Entre silence, foi et amour maternel mis à l’épreuve, le récit frappe fort. Mais comment se termine vraiment La maman du bourreau ? Décryptage.
Un téléfilm coup de poing sur un sujet sensible
Adapté du roman Je suis la maman du bourreau de David Lelait-Helo, La maman du bourreau explore les conséquences d’un scandale d’abus sexuels dans l’Église… du point de vue d’une mère. Oui, pas des victimes. Pas de l’institution. D’une mère.
Gabrielle, 80 ans, bourgeoise, pieuse, découvre que son fils prêtre est accusé d’actes pédocriminels. Le choc est total. Et le téléfilm ne cherche pas l’effet sensationnel. Il s’intéresse à ce qui se fissure à l’intérieur.
Porté par l’interprétation intense de Marie-Christine Barrault, le personnage de Gabrielle oscille entre déni, douleur et lente confrontation à la réalité.

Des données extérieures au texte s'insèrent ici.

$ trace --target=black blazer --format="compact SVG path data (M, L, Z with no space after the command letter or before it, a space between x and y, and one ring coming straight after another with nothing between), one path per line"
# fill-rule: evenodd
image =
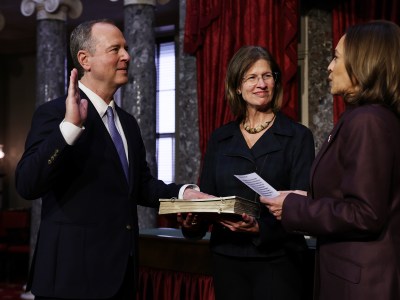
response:
M75 145L66 144L59 129L65 99L36 110L16 169L21 196L42 199L28 284L33 294L45 297L107 298L121 286L129 256L137 262L136 205L157 207L159 198L176 197L180 186L150 174L139 126L119 107L129 149L129 182L90 101L83 134Z
M239 125L238 121L230 122L213 132L201 173L203 192L259 201L254 191L234 177L251 172L258 173L277 190L308 189L315 153L313 135L308 128L278 113L272 127L249 149ZM230 256L275 257L288 250L306 248L303 236L286 233L264 205L261 205L258 223L260 235L257 237L231 232L215 223L212 250Z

Comment se termine La maman du bourreau ? (Attention spoilers)
La fin du téléfilm ne repose pas sur un twist spectaculaire. Pas de révélation choc de dernière minute. Pas de retournement façon thriller.
Le fils de Gabrielle meurt avant même que la vérité judiciaire ne soit pleinement établie. Ce décès brutal empêche toute confrontation directe. Et c’est là que le film devient profondément intime.

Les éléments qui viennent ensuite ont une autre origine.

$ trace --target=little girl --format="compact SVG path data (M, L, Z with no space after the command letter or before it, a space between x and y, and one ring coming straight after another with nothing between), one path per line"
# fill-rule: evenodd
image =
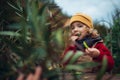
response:
M108 48L104 45L97 30L93 28L91 17L82 13L75 14L71 17L69 26L71 29L70 40L72 41L72 45L70 44L65 49L63 55L65 56L69 51L75 53L77 50L80 50L85 54L77 60L77 63L88 59L89 61L92 60L100 64L102 64L103 57L106 56L106 71L110 71L114 66L113 57ZM86 42L88 48L84 46L84 42ZM64 65L68 64L69 61L70 60L67 60Z

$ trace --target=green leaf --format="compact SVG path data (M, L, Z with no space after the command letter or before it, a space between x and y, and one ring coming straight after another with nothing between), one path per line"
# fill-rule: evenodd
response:
M65 55L65 57L62 60L62 63L65 63L66 61L68 61L71 56L73 56L73 51L67 52L66 55Z
M83 52L81 52L81 51L77 51L74 55L73 55L73 57L72 57L72 59L70 60L70 64L72 64L72 63L74 63L81 55L83 55Z
M17 32L12 32L12 31L1 31L1 32L0 32L0 35L16 36L16 37L21 36L19 33L17 33Z
M84 67L79 66L79 65L67 65L65 67L66 70L78 70L78 71L83 71Z

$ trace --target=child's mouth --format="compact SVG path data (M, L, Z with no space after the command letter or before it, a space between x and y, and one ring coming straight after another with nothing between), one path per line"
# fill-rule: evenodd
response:
M75 34L75 36L78 36L78 37L79 37L80 35L81 35L80 33L78 33L78 34Z

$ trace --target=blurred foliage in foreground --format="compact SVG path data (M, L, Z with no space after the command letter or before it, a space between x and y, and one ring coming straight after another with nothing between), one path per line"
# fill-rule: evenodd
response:
M75 80L79 79L82 73L76 70L83 70L86 67L94 67L96 63L83 63L73 65L75 59L81 52L76 53L74 58L65 70L61 68L60 55L66 46L68 39L68 28L63 28L64 22L68 18L54 3L53 0L2 0L6 5L5 10L0 12L0 79L15 80L18 73L28 74L33 72L35 66L43 67L43 77L51 77L54 80L61 73L72 72ZM105 41L108 47L113 50L116 61L116 69L119 66L119 22L120 17L116 12L113 15L113 26L106 33L105 29L99 29L106 34ZM6 13L8 13L6 15ZM97 28L97 27L96 27ZM112 30L112 33L111 33ZM110 32L110 33L109 33ZM112 41L111 37L112 34ZM109 46L110 45L110 46ZM117 45L117 47L116 47ZM111 48L112 47L112 48ZM71 53L70 53L71 54ZM70 55L69 55L70 56ZM66 57L69 58L67 55ZM104 67L97 75L100 80L104 74L106 61L103 60ZM61 75L64 77L64 75ZM57 79L58 80L58 79Z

Gabrielle comprend progressivement que le doute ne disparaîtra jamais totalement. Elle ne peut plus se réfugier dans le déni. Les témoignages, les silences, les incohérences… tout l’oblige à regarder l’impensable en face.
La scène finale montre une femme transformée. Pas apaisée. Pas totalement détruite non plus. Juste lucide. Elle accepte que l’amour maternel n’efface pas les actes. Elle comprend que soutenir son enfant ne signifie pas nier la souffrance des victimes.
Une fin ouverte qui interroge la responsabilité et le pardon
La force de La maman du bourreau, c’est d’éviter le jugement simpliste. Le téléfilm ne cherche ni à excuser ni à condamner à travers la mère. Il montre une femme confrontée à une réalité qui dépasse l’entendement.
Le message est clair, sans être martelé : l’amour maternel est immense, mais il ne peut pas réécrire l’histoire. La foi non plus.
En laissant la fin volontairement ouverte, le film pousse le spectateur à s’interroger. Que ferions-nous à sa place ? Jusqu’où peut-on soutenir un proche accusé d’actes aussi graves ? C’est inconfortable.
Pourquoi cette fin fait autant parler ?
Sur les réseaux sociaux, beaucoup de téléspectateurs saluent la retenue du scénario. D’autres auraient voulu une réponse plus tranchée. Mais c’est justement cette absence de solution définitive qui nourrit les débats.
Le téléfilm s’inscrit dans un contexte sociétal où les scandales liés à l’Église ont profondément marqué l’opinion publique. En adoptant un angle inédit, celui d’une mère, il crée un malaise subtil mais nécessaire.